Los Donnally y los Morrison cenaron juntos, todavía incapaces de comprender qué había pasado. Solo la noche antes Anne había estado con ellos y, ahora, estaba muerta y Robert, desquiciado.

– Detesto tocar un tema tan poco diplomático en estas circunstancias, pero estaba pensando qué vamos a hacer con la casa de Saint-Tropez -dijo Diana con cautela, mientras contemplaban tristemente sus platos, con la comida china que habían comprado lista para comer y que apenas habían tocado.

Nadie tenía hambre y en casa de Jeff, Robert estaba, literalmente, dejándose morir de hambre. No había tocado comida alguna desde la noche antes y no quería hacerlo.

– Como estás siendo poco diplomática -dijo John con un aspecto tan deprimido como los demás-, yo también lo seré. La casa es demasiado cara dividida entre dos y no tres parejas. Tendremos que dejarla -dijo tajante.

Pascale miró incómoda a su marido.

– No creo que podamos hacerlo -dijo en un susurro.

– ¿Por qué no? Ni siquiera les hemos dicho que nos la quedábamos.

Habían acordado enviar un fax desde el despacho de Anne el lunes.

– Sí que se lo hemos dicho -dijo Pascale, con aire contrito.

– ¿Qué significa eso? -preguntó John, mirándola sin entender.

– Es una casa tan estupenda y yo tenía miedo de que alguien se la quedara, así que le pedí a mi madre que pagara el depósito en cuanto el agente me llamó.
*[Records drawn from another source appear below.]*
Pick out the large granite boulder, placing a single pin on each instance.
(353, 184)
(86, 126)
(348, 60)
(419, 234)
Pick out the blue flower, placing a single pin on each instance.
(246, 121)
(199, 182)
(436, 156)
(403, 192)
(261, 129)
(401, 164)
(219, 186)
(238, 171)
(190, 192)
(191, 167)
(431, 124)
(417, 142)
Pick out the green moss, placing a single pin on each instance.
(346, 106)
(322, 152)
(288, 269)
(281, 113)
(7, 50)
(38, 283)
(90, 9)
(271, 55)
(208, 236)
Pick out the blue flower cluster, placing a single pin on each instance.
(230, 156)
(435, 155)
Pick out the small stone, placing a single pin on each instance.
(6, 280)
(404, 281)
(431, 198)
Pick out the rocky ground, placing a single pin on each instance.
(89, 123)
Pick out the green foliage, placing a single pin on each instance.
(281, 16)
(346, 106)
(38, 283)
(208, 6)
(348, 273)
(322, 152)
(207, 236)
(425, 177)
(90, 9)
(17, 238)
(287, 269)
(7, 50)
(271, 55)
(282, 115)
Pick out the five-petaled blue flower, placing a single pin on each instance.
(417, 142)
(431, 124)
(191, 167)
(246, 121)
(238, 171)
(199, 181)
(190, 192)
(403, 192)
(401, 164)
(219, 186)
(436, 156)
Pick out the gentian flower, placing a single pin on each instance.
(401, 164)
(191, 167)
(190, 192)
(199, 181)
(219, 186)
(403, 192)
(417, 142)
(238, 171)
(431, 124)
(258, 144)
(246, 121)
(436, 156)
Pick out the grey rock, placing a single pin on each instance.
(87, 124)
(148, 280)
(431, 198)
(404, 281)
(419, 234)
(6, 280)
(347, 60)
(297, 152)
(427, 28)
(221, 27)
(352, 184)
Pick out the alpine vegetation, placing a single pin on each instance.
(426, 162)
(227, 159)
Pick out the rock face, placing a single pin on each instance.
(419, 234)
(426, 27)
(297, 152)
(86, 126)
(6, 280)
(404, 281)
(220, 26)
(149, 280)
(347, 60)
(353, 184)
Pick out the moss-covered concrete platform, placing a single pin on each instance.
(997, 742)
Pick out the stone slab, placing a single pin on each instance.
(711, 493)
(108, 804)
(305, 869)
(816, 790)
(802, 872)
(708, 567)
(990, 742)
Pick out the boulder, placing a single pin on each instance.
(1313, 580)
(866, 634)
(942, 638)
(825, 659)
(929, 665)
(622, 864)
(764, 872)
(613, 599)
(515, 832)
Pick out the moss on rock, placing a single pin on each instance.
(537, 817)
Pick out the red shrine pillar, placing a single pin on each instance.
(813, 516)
Estaba segura de que a todos nos encantaría.

– Espléndido -dijo John con los dientes apretados-. Tu madre no ha pagado ni un tubo de dentífrico durante años, sin hacer que se lo enviaras o lo pagaras, y ¿de repente hace un depósito para una casa? ¿Antes incluso de que estuviéramos de acuerdo? -Miró a Pascale severamente, incapaz de creer lo que acababa de oír.

– Le dije que le devolveríamos el dinero -dijo Pascale, en voz baja, mirando a su marido con aire de disculpa.

Pero la casa había resultado ser tan buena, en todo, como el agente había prometido y a todos les habían encantado las fotografías, o sea que no se había equivocado.

– Dile que pida que le devuelvan el dinero -dijo John con firmeza.

– No puedo. No es reembolsable; lo explicaron antes de que le dijera que pagara.